Несколько коротких секунд он запечатлевал в памяти мягкие очертания неподвижных женских фигур, зелень катальпы и зелень травы, густой красный цвет ленты на тулье шляпы, розовую стену вдалеке и шпалеры плодовых деревьев. Потом он повернулся и пошел обратно к входной двери: увиденное скорее позабавило его, чем смутило. Он снова вспомнил Бет: в какой восторг она бы сейчас пришла, найдя подтверждение легенде о старом фавне, предающемся порочным утехам!
У косяка, на каменном полу, он увидел то, чего не заметил сразу: небольшой бронзовый колокол. Он поднял его, взмахнул и сам же испугался, потому что раздался оглушительный, как на школьном дворе, звон, сразу нарушивший солнечный мир и тишину дома. Однако и это не возымело действия: не слышно было ни шагов наверху, ни скрипа двери в противоположном конце холла. Дэвид продолжал ждать у порога. Прошло с полминуты, и вдруг в проеме двери со стороны сада появилась девушка (Дэвид не разобрал, которая из тех двух), уже одетая. В простой белой бумажной галабийе5, стройная, чуть ниже среднего роста, лет двадцати с небольшим; каштановые, с золотистым отливом волосы, правильные черты лица; невозмутимый взгляд довольно больших глаз и босые ноги. По всем признакам – англичанка. Дойдя до лестницы, шагах в двадцати от него, она остановилась.
– Дэвид Уильямс?
Он виновато развел руками.
– Вы меня ждали?
– Да, – ответила она, не двигаясь с места.
– Извините, что проник сюда воровским способом. Там было заперто.
Она покачала головой.
– Надо было просто потянуть. Замок. Извините, что так получилось. – Однако вид у нее был совсем не виноватый. И не растерянный. – Генри спит.
– Ради бога, не будите его. – Дэвид улыбнулся. – Я приехал немного раньше. Думал, найду вас не сразу.
Она внимательно посмотрела на него, поняв, что он рассчитывает на ее расположение.

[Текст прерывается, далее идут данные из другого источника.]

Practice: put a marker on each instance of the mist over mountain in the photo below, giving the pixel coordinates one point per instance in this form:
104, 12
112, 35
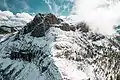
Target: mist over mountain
67, 40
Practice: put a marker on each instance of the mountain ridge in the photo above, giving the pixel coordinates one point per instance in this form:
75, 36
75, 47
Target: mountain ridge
53, 50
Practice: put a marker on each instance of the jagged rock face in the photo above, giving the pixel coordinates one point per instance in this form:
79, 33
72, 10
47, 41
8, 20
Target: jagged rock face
49, 49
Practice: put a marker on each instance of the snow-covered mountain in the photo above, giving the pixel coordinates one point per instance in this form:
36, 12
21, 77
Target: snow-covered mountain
47, 48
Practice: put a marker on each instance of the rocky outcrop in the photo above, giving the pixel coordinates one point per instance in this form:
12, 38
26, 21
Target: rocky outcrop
47, 48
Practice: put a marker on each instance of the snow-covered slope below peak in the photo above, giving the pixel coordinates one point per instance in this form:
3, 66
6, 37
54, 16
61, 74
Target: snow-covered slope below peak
49, 49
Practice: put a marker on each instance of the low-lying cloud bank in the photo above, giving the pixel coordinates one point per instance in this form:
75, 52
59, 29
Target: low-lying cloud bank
101, 15
9, 19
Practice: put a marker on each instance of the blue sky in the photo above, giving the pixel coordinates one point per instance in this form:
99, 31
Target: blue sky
35, 6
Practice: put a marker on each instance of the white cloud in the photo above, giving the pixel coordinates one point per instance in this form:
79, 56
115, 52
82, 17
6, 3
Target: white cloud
10, 19
99, 14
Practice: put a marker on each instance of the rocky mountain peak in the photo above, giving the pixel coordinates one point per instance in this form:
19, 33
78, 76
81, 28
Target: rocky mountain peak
47, 48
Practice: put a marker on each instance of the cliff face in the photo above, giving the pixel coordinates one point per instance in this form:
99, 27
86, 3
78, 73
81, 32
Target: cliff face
47, 48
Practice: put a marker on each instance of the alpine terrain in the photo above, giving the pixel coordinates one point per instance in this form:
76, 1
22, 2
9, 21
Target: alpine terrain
49, 48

– Он такой псих, когда ему не дают поспать днем.
Дэвид усмехнулся:
– Понимаете, я истолковал его письмо буквально: что меня здесь приютят на ночь… но если это не так…
Она посмотрела мимо него на открытую дверь, потом снова на его лицо; в ее равнодушном взгляде мелькнуло нечто похожее на вопрос.
– А ваша жена?
Он объяснил ей, что у Сэнди ветрянка, в последнюю минуту резко поднялась температура.
– Жена прилетит в Париж только в пятницу. Если дочке станет лучше. Там я ее и встречу.
Снова испытующий взгляд.
– Стало быть, показать вам комнату?
– Если вас не затруднит…
– Нисколько.
Едва заметным жестом она предложила ему следовать за собой и повернулась лицом к лестнице – такая простая, белая, неожиданно скромная, точно служанка, совсем не похожая на ту девушку, которую он видел всего минуту назад.
– Чудесная комната, – заметил он.
Она взялась за потемневшие от времени перила лестницы и, не поворачивая головы, сказала:
– Пятнадцатый век. Так говорят.
И все. Никаких вопросов, точно он – всего лишь заезжий сосед, живущий в пяти милях отсюда.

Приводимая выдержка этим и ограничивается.